Search code examples
scalascalaz7scalaz-stream

Processing multiple files in parallel with scalaz streams


I'm trying to use scalaz-stream to process multiple files simultaneously, applying a single function to each line in the files, across all the files. For concreteness, suppose I have a function that takes a list of strings

def f(lines: Seq[String]): Something = ???

And a couple of files, the first:

foo1
foo2
foo3

the second:

bar1
bar2
bar3

The result of the whole process should be:

List(
  f(Seq("foo1", "bar1")), 
  f(Seq("foo2", "bar2")), 
  f(Seq("foo3", "bar3"))
)

(or more likely written directly into some other file)

The number of files is not known beforehand, and the number of lines may vary between the different files, but I'm okay with padding (at runtime) the ends of the shorter files with a default values, or cutting out the longer files.

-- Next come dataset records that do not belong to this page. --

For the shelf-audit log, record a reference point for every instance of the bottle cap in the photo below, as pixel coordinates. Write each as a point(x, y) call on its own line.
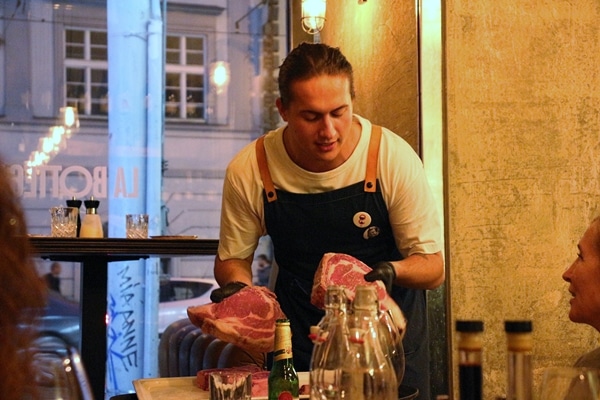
point(469, 326)
point(517, 326)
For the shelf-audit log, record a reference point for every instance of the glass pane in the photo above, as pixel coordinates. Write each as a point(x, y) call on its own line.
point(194, 53)
point(99, 92)
point(173, 50)
point(74, 44)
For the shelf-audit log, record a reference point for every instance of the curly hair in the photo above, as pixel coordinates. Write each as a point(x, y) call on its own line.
point(22, 296)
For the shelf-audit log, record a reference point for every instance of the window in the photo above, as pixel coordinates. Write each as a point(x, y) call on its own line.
point(86, 71)
point(86, 74)
point(185, 77)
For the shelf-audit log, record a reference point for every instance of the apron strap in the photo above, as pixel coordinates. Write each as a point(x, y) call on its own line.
point(265, 175)
point(372, 157)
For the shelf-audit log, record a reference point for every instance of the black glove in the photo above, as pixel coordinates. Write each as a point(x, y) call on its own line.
point(217, 295)
point(382, 271)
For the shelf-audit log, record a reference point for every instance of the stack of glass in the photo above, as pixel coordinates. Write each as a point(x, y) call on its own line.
point(357, 351)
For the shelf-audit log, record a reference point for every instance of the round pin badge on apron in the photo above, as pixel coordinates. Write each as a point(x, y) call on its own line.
point(362, 219)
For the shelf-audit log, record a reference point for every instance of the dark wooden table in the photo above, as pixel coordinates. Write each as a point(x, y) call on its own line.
point(94, 256)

So essentially, I need a way to combine a Seq[Process[Task, String]] (obtained via something like io.linesR) into a single Process[Task, Seq[String]].

What would be the simplest way to achieve that?

Or, more generally, how do I combine n instances of Process[F, I] into a single instance Process[F, Seq[I]]?

I'm sure there's some standard combinator for this purpose, but I wasn't able to figure it out...

Thanks.


Solution

  • This combinator doesn't exist yet, but you could add it. I think it will be something like:

    def zipN[F[_], A](xs: Seq[Process[F,A]]): Process[F,Seq[A]] = 
      if (xs.isEmpty) Process.halt
      else xs.map(_ map (Vector(_))).reduceLeft(_.zipWith(_)(_ ++ _))
    

    You could also add zipAllN, which takes a value to pad the sequences with (and which uses zipAll, and alignN, which allows streams to 'drop out' of the output process when they are exhausted. (So the output sequence may get shorter.)

    I would suggest you implement it as a 'balanced' reduce rather than a left or right reduce, since it will be more efficient that way.

    Please do submit a pull request + tests if you end up implementing this for real!